INTRODUCTION: Cytology and histopatholgoy remain the “gold standards” for the diagnosis of lung cancer. However, from time to time occassional false positives result in unnecessary surgery, therapeutic interventions or patient anxiety. We describe a case of a pulmonary infarct mimicking bronchogenic carcinoma.
CASE PRESENTATION: A 44-year-old Caucasian female presented with cough, fever, and shortness of breath of one week duration. She was initially diagnosed with a viral upper respiratory tract infection in the emergency department and sent home. Evaluation of her chest radiograph revealed a 3.5cm lesion in the right middle lobe. Computerized tomography (CT) examination follow-up. Chest CT showed a thin-walled focal cystic lesion in the right middle lobe with an adjacent spiculated nodule and mediastinal lymph node enlargement. Her past medical history was unremarkable, and she denied any constitutional symptoms of weight loss, hemoptysis, or recent travel. She was a smoker of ½ pack per day for fifteen years. She was started on levofloxacin although no organisms were identified in the sputum culture. Fiberoptic bronchoscopy was performed for diagnosis. Cytological review of the bronchial brushing, transbronchial needle biopsy of the pre-carinal lymph node, bronchioalveolar lavage (BAL), and common trap were all positive for atypical cells suspicious for non-small cell carcinoma. External review of the specimens also agreed with the report.

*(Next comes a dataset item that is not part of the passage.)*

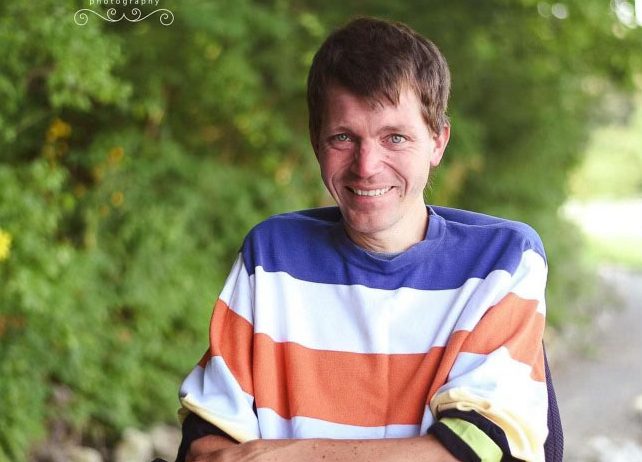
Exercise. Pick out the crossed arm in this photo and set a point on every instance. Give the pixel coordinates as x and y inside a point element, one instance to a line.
<point>221,449</point>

She underwent a mediastinoscopy. Frozen section of the enlarged lymph node did not show evidence of malignancy, and she subsequently had a right middle lobectomy for surgical diagnosis and curative treatment. Pathology of the right middle lobe showed no malignancy, but rather a recent pulmonary infarct measuring 2.5cm in greatest dimension.

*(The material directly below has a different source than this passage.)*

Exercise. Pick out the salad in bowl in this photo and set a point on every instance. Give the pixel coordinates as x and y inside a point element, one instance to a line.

DISCUSSIONS: Pulmonary infarction has a variety of etiology such as pulmonary thromboembolism, vasculitis, infections, sickle cell, etc. Pulmonary infarction usually appears as a peripheral wedge-shaped parenchymal opacity on chest radiographs. There have been reported cases of pulmonary infarct misdiagnosed as lung carcincoma on cytology (1-2). Bewtra and colleagues (1) investigated the incidence of atypical cells in sputum cytology in patients with radiologically proven pulmonary emboli in a prospective, double-blinded, randomized study. The study showed 44% had atypical cells during the second and third weeks of illness. Abnormal cytologic features consisted of clusters of glandular cells with enlarged nuclei and macronucleoli. These abnormal cells were differentiated from malignant cells by their smaller number, transient appearance, and lack of solitary atypical cells. Tissue histology showed reactive reparative peripheral bronchioloalveolar cells appearing as atypical. Similar atypical cells can be seen around scars, interstitial fibrosis, organizing pneumonia, bronchiectatic cavities, and following radiation and chemotherapy. Detailed clinical information regarding presence of absences of these conditions need to be provided to the cytologist to avoid such false positive diagnosis.

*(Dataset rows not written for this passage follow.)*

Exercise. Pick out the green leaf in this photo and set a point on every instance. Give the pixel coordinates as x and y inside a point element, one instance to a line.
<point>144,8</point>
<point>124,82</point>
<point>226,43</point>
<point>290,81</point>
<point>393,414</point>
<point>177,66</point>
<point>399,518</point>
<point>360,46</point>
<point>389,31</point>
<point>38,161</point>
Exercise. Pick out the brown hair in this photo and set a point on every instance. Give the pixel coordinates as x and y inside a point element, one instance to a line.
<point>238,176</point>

CONCLUSION: The differential diagnosis when confronted with a lung mass include a wide spectrum of disease processes. It is important to consider pulmonary infarct as part of the differential diagnosis of lung malignancy. Even when cytology indicates malignancy, clinical correlation is important. False-positive cytology does exist and pulmonary infarct has been misdiagnosed. Our case demonstrates how difficult assessing a lung mass can be.
DISCLOSURE: Richard Le, None.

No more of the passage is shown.